Selene pushed off the doorframe and wandered into the room, picking up a stress ball from Ares's desk and tossing it idly. "Uh huh. I've heard technical discussions. That sounded like my last date. A lot of talking, no listening, ending with a resounding 'whatever'."
Ares sighed, deflating. She could never hide anything from Selene. "It was stupid. A data type error. He was getting strings instead of numbers for the map coordinates."
"And this is worth the icy tone because…?"
"Because he immediately assumed it was my fault!" The words burst out of her, frustration finding its outlet. "He didn't even consider that his own setup could be the issue. It was just 'you're sending it wrong.' I checked my code three times. I was sending numbers. I know I was."
Selene caught the stress ball and held it. "So the coding boy is stubborn. And maybe a little insecure."
"He's not—" Ares started to defend him, then stopped. Because maybe he was. The thought had occurred to her before. She'd seen the flicker of panic in his eyes during their first meetings, the way he sometimes downplayed his own ideas. She'd chalked it up to him being quiet. Now, she wondered if it was something else.
"He's been working non-stop," Ares said, the anger leaching away, replaced by a more complicated feeling. "I have too. This project… it feels different. Bigger. I want it to be perfect."
"And you're used to working alone," Selene stated, not asked.
Ares nodded slowly. She was. She was used to being the most prepared person in the room, the one with the answers. Teaming up with Kairos was supposed to be efficient. He had the technical chops she lacked in certain areas. She hadn't anticipated the emotional weight of it. The constant negotiation. The vulnerability of having someone else's work directly tied to her own.

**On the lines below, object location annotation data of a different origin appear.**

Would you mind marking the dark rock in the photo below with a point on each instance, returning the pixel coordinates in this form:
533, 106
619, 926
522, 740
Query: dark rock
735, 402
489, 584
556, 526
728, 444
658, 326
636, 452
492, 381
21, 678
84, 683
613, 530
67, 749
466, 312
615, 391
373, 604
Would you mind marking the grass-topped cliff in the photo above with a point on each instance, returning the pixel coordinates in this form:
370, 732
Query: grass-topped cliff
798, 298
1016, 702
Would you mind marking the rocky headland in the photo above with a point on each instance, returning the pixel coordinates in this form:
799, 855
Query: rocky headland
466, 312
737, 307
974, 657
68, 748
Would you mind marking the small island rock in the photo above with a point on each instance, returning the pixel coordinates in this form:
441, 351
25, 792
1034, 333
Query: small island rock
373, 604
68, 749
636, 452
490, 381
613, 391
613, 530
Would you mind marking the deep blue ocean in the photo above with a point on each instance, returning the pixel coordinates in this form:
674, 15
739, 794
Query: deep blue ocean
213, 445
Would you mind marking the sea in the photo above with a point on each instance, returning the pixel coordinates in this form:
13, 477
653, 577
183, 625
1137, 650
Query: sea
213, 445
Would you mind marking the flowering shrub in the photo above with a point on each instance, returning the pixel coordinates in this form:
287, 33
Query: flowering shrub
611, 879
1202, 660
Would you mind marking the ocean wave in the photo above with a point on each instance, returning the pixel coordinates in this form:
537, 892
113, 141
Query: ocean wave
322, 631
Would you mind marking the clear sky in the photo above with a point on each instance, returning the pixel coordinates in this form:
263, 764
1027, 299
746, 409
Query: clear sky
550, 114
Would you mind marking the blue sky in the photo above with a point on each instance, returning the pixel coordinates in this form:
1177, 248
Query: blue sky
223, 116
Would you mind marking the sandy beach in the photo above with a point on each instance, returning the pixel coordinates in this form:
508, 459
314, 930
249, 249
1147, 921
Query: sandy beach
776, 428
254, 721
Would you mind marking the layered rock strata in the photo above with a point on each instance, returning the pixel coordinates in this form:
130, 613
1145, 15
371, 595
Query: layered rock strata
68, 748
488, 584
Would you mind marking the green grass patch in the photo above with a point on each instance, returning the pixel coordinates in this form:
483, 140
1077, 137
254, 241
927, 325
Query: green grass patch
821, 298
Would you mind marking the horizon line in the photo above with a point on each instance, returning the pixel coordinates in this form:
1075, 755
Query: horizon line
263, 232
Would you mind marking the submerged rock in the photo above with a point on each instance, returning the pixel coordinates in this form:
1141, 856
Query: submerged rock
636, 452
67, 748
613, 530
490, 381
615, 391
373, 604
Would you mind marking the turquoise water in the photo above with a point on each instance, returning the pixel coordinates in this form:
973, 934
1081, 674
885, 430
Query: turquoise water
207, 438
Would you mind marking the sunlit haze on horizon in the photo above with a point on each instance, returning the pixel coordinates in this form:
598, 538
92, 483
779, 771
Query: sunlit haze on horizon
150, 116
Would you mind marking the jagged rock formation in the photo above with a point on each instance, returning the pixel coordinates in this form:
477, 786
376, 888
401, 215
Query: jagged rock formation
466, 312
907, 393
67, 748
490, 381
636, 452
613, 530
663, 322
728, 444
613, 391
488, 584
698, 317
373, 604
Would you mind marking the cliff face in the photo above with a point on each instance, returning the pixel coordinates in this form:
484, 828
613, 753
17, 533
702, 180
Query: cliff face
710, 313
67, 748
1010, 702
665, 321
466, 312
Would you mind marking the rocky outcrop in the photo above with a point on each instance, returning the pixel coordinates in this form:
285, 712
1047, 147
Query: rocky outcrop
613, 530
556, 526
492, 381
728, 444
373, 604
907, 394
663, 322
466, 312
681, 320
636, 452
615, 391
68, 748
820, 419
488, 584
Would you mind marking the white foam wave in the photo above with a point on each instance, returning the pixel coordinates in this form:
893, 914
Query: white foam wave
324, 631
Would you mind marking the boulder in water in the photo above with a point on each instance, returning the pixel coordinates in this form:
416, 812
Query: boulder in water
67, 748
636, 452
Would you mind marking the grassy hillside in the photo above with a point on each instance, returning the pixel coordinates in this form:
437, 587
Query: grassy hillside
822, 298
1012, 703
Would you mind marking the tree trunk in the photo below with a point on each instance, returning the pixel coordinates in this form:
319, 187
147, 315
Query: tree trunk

"He's actually brilliant, you know," she found herself saying to her sister. "The way he thinks about architecture… it's messy sometimes, but it's creative. He sees solutions I don't. And when he explained the project to that maintenance worker… he got it. He understood the why in a way most people just don't."
Selene smiled a small, knowing smile. "So he's brilliant and he has a heart. And he's driving you crazy. Sounds about right."

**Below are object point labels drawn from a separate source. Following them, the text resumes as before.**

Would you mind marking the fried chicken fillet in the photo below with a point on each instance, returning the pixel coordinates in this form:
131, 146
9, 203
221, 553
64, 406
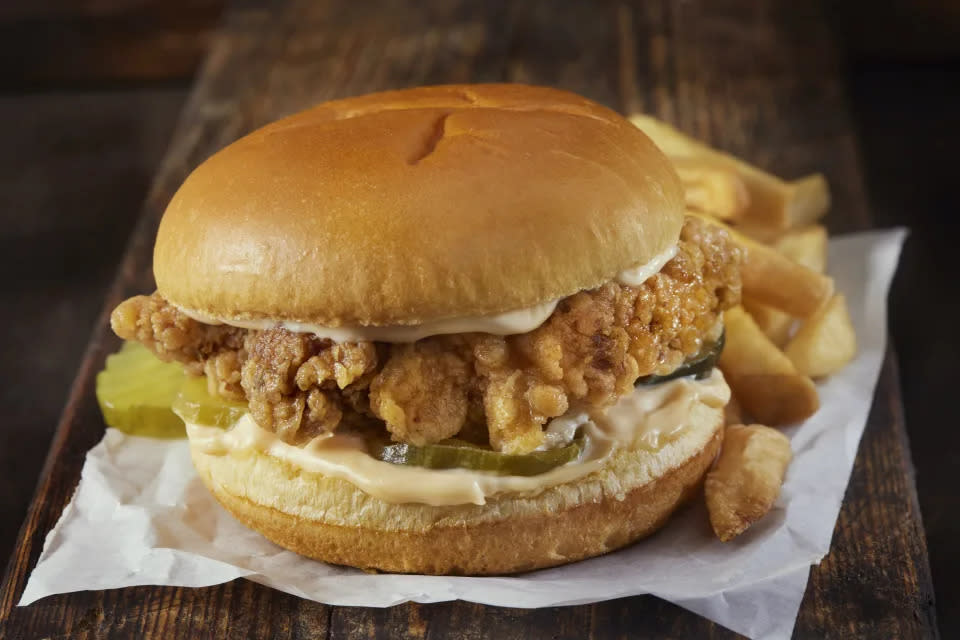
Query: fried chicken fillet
496, 389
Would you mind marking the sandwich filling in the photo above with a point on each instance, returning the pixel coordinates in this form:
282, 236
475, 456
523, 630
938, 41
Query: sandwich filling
493, 390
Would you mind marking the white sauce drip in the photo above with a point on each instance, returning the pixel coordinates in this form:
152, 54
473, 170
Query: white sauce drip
501, 324
635, 276
648, 418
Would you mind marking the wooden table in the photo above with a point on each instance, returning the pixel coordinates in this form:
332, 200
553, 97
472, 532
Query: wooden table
759, 79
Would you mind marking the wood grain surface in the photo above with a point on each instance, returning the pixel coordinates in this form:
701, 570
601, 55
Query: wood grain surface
759, 79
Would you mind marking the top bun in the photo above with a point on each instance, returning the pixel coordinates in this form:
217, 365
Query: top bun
418, 205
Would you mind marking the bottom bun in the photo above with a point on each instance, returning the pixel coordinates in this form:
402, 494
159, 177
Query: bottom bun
331, 520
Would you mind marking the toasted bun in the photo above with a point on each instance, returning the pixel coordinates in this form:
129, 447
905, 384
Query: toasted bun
331, 520
410, 206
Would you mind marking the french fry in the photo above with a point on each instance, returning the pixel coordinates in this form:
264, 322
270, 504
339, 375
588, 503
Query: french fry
775, 204
747, 478
714, 190
774, 323
775, 280
826, 342
765, 381
806, 245
733, 412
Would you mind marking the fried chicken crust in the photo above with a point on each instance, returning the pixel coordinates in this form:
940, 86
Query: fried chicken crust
590, 350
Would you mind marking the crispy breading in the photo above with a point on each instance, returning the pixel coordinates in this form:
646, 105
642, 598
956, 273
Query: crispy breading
590, 351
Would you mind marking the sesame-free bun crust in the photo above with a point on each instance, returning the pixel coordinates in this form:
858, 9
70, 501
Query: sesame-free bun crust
417, 205
331, 520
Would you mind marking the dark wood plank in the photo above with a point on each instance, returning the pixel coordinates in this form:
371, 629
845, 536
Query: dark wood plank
57, 44
70, 190
760, 79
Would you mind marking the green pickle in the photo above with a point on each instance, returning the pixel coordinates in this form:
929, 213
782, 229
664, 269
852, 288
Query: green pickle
465, 456
135, 391
699, 365
195, 404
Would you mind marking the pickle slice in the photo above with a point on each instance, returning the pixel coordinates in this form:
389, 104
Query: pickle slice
458, 456
195, 404
135, 390
699, 365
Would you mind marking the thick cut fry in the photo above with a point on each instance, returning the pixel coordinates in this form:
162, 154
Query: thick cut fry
764, 380
774, 323
733, 412
773, 279
826, 342
747, 479
807, 245
717, 191
775, 204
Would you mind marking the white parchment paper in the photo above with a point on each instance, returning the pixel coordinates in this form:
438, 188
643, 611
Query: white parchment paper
141, 516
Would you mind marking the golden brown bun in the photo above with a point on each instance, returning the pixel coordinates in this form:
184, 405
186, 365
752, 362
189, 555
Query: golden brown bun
331, 520
417, 205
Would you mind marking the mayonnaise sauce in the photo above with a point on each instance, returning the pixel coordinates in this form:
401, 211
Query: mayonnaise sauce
501, 324
647, 418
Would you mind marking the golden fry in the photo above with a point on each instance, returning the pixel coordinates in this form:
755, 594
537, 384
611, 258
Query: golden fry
826, 342
733, 412
774, 323
775, 204
714, 190
806, 245
764, 380
771, 278
747, 478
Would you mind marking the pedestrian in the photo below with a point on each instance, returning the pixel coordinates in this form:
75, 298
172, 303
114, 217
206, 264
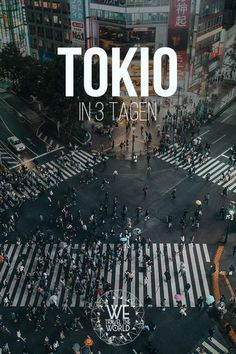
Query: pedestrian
173, 194
167, 275
187, 287
200, 303
183, 311
234, 250
207, 198
225, 191
163, 304
145, 189
211, 333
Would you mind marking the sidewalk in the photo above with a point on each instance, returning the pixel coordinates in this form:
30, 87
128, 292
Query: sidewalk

"I just… I need him to trust me. I sent him that detailed plan not to show off, but because I was excited. I thought he would be too. And sometimes it feels like he's trying to prove something to me instead of just working with me."
"Have you told him that?" Selene asked, her voice gentle.
Ares was silent. Of course she hadn't.
"Look," Selene said, sitting on the edge of the bed. "You're Ares Peterson. You're terrifyingly competent. It's your brand. Most people either resent you for it or put you on a pedestal. Maybe this guy is just trying to stand next to you without feeling like he's in your shadow."
The insight was so sharp it stole Ares's breath. Was that it? Was his defensiveness not arrogance, but the exact opposite?
Her phone buzzed on the desk. Both sisters looked at it. It was a message from Kairos.
Ares's first instinct was to ignore it. To let him stew. But Selene raised an eyebrow, a silent challenge.
She picked up the phone.
Kairos: Hey. Kairos:I'm sorry. I was a jerk. Robin just dragged me out for food and gave me a lecture on not being an idiot. He was right. Kairos:The error was on my end. I found it. I had a piece of old middleware from a tutorial that was stringifying deep object properties. It was stupid. I ripped it out. Coordinates are coming through as numbers now. Kairos:You were right. I should have listened.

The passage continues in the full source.